Len Theivendra has always been an avid traveler and to date has visited 64 countries in every continent and often to the most obscure corners of our remarkable planet. His unrelenting curiosity to find unexpected treasures invariably takes him off the beaten path to discover and learn more about our world and its people.
Before emigrating to Toronto, Len spent his early years in Colombo, Sri Lanka where the travel bug first bit him on childhood trips around the South Asian subcontinent. On a family trip to Nepal, he was invited into the cockpit of the airplane as it flew over the Himalayas, just as Mt Everest came into sight. That awe inspiring experience ignited his passion to see more that continues unabated still.
Childhood travels also gave birth to his love for both airplanes and trains – especially trains. Train travel is all about soaking in the journey, and Len firmly believes in that to this day. Although young Len’s dream of being the operator of a shiny new diesel locomotive of his very own never quite materialized, his growing passion for all things computers and programming lead him instead to become a computer engineer and work the hi-tech software industry, currently as a senior engineer based at IBM.
Additionally, travel has lead Len to indulge in his other passion for photography. In the beginning the camera being a necessary nuisance for recording tourist landmarks, it later became a constant companion on travels and daily life as he grew to love capturing moments, places, and people.

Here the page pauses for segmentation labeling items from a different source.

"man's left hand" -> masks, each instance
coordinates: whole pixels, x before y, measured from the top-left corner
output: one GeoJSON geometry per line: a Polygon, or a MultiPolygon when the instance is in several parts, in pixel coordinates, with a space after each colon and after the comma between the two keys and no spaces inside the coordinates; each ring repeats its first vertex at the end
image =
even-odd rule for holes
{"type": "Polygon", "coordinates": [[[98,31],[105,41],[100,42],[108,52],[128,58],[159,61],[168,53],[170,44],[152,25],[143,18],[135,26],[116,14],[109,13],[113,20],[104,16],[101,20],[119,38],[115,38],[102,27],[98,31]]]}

Quick facts: Len like his films foreign, his music retro, his tennis on concrete courts, and his gadgets on the bleeding edge of tech
Interesting travel fact: Has never had luggage lost or delayed on the hundreds of flights he has taken around the world
Scariest (and luckiest) travel moment: Vacationing in Sri Lanka with friends, they awoke tired from the prior night’s festivities, and decided to cancel a pre-planned morning drive from Colombo to the southern coast. It was December 26 2004, the fateful day a tsunami swept through South East Asia, destroying the area they were to have visited.
Strangest travel moment: On a return flight from Lima to Toronto via Mexico City the Mexican officials held him back on suspicions of a fake passport, with detailed interrogations about software programming, all to prove that he really did work where he said he did. Even his job interview at IBM was not as technical.
Most cherished trip: Five unforgettable days in mysterious Easter Island, one of the most remote and isolated places on earth that is still inhabited.